Vanwege een nieuwe weegmethode van de EBB zijn alle EBB tabellen stopgezet en verplaatst naar het archief. In plaats hiervan worden nieuwe tabellen gemaakt.
In deze nieuwe tabellen zijn de cijfers met een nieuwe weegmethode gecorrigeerd tot en met 2001. Vanaf 2001 is het daarnaast ook mogelijk om voor een beperkte set van variabelen kwartaalcijfers te publiceren. De jaren voor 2001 zijn niet gecorrigeerd en betreffen de eerder gepubliceerde cijfers. Een uitgebreide beschrijving van de nieuwe weegmethode van de EBB is te vinden op de themapagina.
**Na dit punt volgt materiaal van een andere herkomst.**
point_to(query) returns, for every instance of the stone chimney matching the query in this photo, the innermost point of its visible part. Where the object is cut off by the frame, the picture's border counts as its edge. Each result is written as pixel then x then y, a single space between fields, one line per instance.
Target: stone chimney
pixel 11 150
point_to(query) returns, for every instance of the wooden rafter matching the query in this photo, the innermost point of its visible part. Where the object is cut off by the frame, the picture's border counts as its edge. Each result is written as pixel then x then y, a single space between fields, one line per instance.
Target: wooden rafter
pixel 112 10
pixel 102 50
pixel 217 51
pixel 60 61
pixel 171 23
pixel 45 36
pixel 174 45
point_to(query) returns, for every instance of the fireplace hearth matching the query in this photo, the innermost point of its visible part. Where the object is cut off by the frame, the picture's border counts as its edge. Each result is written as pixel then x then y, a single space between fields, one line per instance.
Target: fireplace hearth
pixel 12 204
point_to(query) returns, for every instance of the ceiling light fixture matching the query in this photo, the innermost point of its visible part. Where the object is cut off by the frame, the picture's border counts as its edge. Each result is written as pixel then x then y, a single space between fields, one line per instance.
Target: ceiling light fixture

Gegevens beschikbaar vanaf: 2000

Status van de cijfers
Cijfers op basis van de EBB zijn altijd definitief.

Wijziging per 10 januari 2017:
Tabel is stopgezet.

Wanneer komen er nieuwe cijfers?
Stopgezet.

Toelichting onderwerpen

Beroepsbevolking (internationaal)
Beroepsbevolking volgens internationale definitie
De Nederlandse definitie van de beroepsbevolking wijkt af van de
definitie die internationaal als standaard geldt: die van de
International Labour Organisation (ILO). Als gevolg daarvan verschilt
de omvang en samenstelling van de beroepsbevolking. Ten eerste
wordt in de Nederlandse definitie een drempelwaarde van twaalf uur
gehanteerd voor het aantal uren per week dat iemand werkt of wil werken.
In de internationale definitie is dat niet het geval. Ten tweede wordt de
werkloze beroepsbevolking anders afgebakend.
Volgens de internationale definitie moet iemand binnen twee weken kunnen
beginnen in een baan. In de Nederlandse definitie wordt in bepaalde
gevallen een termijn van drie maanden aangehouden op de termijn waarop
iemand kan beginnen te werken of zoekactiviteiten ontplooid heeft.
Arbeidspositie
Indeling van de bevolking van 15 jaar of ouder in:
- werkzame beroepsbevolking
- werkloze beroepsbevolking
- niet beroepsbevolking
Totaal beroepsbevolking (internat.)
Totale beroepsbevolking volgens internationale definitie.
Bruto arbeidsparticipatie
Het aandeel van de werkzame en werkloze beroepsbevolking in de
potentiële beroepsbevolking.
Netto arbeidsparticipatie
Het aandeel van de werkzame beroepsbevolking in de potentiële
beroepsbevolking.
Werkloosheidspercentage
De werkloze beroepsbevolking als percentage van de beroepsbevolking.
Werkzame beroepsbevolking (internat.)
Werkzame beroepsbevolking volgens internationale definitie.
Personen die minstens 1 uur per week werken.